Marianne Philips wuchs nach dem Tod ihres Vaters in ärmlichen Verhältnissen auf, als auch noch die Mutter starb, war sie als Vierzehnjährige für ihre jüngeren Halbgeschwister verantwortlich. Sie kannte also das Leben der Leute, für die sie sich später als aktive Sozialdemokratin einsetzte aus eigener Erfahrung. Wie ihre Erzählerin Lilian verstand Marianne Philips sich als moderne, selbstständige Frau, sie hielt im ganzen Land Vorträge und zog 1919 als eine der ersten Frauen in einen niederländischen Gemeinderat ein.

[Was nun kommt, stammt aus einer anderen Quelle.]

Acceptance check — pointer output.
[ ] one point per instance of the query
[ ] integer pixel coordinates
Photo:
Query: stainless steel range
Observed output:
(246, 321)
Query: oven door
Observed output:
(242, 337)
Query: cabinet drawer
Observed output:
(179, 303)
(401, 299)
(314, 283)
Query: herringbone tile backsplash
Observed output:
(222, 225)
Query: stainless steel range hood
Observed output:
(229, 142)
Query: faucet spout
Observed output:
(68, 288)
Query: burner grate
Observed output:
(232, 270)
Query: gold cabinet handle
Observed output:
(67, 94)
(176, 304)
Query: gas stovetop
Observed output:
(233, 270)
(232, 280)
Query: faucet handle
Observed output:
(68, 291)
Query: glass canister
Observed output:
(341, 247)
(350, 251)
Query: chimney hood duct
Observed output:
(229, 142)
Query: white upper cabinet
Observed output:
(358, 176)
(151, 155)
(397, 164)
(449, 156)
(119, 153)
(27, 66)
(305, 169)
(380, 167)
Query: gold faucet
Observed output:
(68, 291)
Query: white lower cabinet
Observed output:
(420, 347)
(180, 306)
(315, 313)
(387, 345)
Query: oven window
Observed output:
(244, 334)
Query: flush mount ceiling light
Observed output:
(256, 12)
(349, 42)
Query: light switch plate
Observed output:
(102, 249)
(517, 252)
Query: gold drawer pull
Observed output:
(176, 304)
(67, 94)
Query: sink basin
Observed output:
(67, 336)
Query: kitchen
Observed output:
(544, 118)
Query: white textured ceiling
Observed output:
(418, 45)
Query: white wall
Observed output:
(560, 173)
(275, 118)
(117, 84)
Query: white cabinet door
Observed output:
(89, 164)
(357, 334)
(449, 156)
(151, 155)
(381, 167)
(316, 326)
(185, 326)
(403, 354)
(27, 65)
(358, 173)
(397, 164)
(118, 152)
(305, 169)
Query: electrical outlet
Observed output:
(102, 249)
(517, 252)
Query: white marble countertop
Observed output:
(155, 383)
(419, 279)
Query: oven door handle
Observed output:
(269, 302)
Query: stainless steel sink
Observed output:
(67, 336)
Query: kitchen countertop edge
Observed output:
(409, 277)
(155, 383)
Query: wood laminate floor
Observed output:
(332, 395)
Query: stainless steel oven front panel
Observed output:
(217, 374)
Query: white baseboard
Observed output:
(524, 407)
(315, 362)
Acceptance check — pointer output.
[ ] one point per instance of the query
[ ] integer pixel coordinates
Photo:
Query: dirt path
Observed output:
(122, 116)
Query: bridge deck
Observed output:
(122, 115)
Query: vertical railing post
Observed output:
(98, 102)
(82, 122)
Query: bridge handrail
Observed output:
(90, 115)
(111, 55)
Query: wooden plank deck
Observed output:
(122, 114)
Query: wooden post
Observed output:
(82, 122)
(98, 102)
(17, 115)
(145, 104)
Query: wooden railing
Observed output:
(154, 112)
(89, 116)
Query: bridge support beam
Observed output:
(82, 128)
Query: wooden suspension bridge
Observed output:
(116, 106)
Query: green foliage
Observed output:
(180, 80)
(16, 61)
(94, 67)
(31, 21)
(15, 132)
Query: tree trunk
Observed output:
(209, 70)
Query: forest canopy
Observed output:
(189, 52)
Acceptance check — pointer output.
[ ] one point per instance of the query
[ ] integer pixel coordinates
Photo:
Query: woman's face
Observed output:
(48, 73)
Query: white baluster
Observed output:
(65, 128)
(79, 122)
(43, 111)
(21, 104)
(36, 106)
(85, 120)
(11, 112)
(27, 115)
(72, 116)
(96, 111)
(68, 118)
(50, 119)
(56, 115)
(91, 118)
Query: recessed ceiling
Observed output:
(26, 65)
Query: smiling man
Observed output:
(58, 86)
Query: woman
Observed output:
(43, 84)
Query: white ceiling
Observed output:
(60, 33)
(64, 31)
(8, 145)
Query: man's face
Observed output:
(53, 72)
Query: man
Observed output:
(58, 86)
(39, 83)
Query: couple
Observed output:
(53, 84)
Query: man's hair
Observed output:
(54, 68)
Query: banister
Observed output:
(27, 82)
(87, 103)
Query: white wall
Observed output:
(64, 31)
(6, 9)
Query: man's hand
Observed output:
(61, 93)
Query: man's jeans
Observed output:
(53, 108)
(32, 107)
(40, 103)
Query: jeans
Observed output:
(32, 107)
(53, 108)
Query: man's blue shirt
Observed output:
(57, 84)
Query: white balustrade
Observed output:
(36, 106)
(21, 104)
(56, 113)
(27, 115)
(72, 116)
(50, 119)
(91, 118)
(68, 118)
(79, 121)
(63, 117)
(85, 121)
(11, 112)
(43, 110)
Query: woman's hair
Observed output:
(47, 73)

Als vierzigjährige entdeckte Sie ihr Talent zum Schreiben und nutzte es auch, als sie schwer erkrankte, im Rahmen einer Psychoanalyse als Therapie. Nachdem die Nazis die Niederlande besetzt hatten, konnte Marianne Philips als Jüdin nichts mehr veröffentlichen. 1951 starb sie nach schwerer Krankheit. Alles, was sie beschreibt - die Situation in der Klinik, das Leben als junge berufstätige Frau, die Ängste, Träume und Fantasien, waren ihr aus eigener Anschauung vertraut:

"Es war die Hölle, die Hölle, Schwester – kein normaler Mensch ahnt, wie das ist.
Vielleicht aber doch. Es muss doch noch andere geben, denen äußerlich nicht anzumerken ist, was sie Furchtbares denken.
Ich tat nach außen hin auch nichts, was man abnormal hätte nennen können. Hannes und Lientje haben zu Anfang nichts gemerkt. Ich selber sah es mir natürlich an – im Spiegel blickten meine Augen starr, was daher rührte, dass sich dahinter der immer gleiche Kreisel mit den immer gleichen schmutzigen Gedanken drehte - , aber andere merkten mir noch nichts an."

Eine literarische Erkundung der Psyche

Bis in die kleinsten Verästelungen erkundet Marianne Philips die Psyche ihrer Heldin, der zwar der soziale Aufstieg gelingt, die aber ihre eigene Unsicherheit und lückenhafte Bildung nur mühsam verbergen kann.

Als sie mit dem strahlenden Sporttrainer Hannes das Glück gefunden zu haben glaubt, kippt die Idylle in einen Sumpf aus rasender Eifersucht – ein unkontrollierbarer Wahn, den Marianne Philips erschreckend genau beschrieben hat.

"Die Beichte einer Nacht" ist eine packende Erzählung, aus einer Zeit, in der die literarische Erkundung der Psyche noch längst nicht so verbreitet war wie heute.